Traduire la poésie en langue des signes – L’empreinte prosodique lors du changement de modalité

Ce travail de recherche s’intéresse à la traduction en français oral de la poésie créée en langue des signes française (LSF) et plus particulièrement à l’impact de la structure prosodique de la LSF sur celle du français en contexte de traduction poétique. Dans toutes les langues, qu’elles soient vocales ou signées, la prosodie permet d’organiser le discours en lien avec sa structure informationnelle, que ce soit en perception ou en production. L’objectif de cette recherche est de déterminer si, dans un contexte de traduction poétique, la structure prosodique de la LSF a un impact sur l’élaboration du français oral, et plus particulièrement sur sa prosodie. Pour mener cette étude, un protocole inédit de recueil et d’analyse de données, qui associe analyse des signaux gestuel et sonore à l’annotation manuelle des deux types de discours, a été élaboré. Nous avons recueilli onze œuvres en LSF de cinq artistes sourds et leurs cinquante-sept traductions, proposées par neuf traducteurs experts en poésie.
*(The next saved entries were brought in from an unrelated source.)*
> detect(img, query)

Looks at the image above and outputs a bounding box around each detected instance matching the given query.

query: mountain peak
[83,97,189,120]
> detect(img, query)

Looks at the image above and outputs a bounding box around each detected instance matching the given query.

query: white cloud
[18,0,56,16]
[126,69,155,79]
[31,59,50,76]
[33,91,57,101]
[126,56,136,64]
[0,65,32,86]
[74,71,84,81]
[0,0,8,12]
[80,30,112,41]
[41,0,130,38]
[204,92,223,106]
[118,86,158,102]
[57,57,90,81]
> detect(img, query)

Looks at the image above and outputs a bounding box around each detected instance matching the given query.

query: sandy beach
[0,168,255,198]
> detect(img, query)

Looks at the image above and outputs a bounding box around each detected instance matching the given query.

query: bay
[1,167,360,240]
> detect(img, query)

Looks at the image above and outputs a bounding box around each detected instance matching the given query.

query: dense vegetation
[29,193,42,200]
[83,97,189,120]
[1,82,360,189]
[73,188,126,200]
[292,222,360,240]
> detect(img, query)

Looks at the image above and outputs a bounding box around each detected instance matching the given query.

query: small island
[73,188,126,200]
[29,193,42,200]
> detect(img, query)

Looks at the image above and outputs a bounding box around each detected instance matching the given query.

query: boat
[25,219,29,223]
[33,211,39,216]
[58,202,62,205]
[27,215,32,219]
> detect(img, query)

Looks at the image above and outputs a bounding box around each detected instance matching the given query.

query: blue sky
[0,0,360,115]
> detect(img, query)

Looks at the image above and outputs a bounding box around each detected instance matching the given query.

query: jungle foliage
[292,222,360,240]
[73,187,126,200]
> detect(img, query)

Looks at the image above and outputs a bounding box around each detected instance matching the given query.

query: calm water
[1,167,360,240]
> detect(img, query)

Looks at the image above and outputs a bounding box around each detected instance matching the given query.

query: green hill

Dans ce travail, nous avons inventorié les phénomènes prosodiques qui participent à la segmentation des œuvres en LSF, notamment en lien avec mouvements des mains et du buste. Les œuvres ont ainsi été segmentées en constituants selon plusieurs niveaux hiérarchiques. De plus, nous avons montré que l’analyse des traductions en français révèle que dix-huit stratégies traductives en lien avec la prosodie sont utilisées. 74% des constituants prosodiques des traductions ont été identifiés comme directement liés avec les groupes prosodiques de la structure hiérarchique des œuvres en LSF. Cette étude montre que, dans un contexte de traduction poétique, la structure prosodique de la LSF laisse bien une empreinte dans la construction du français.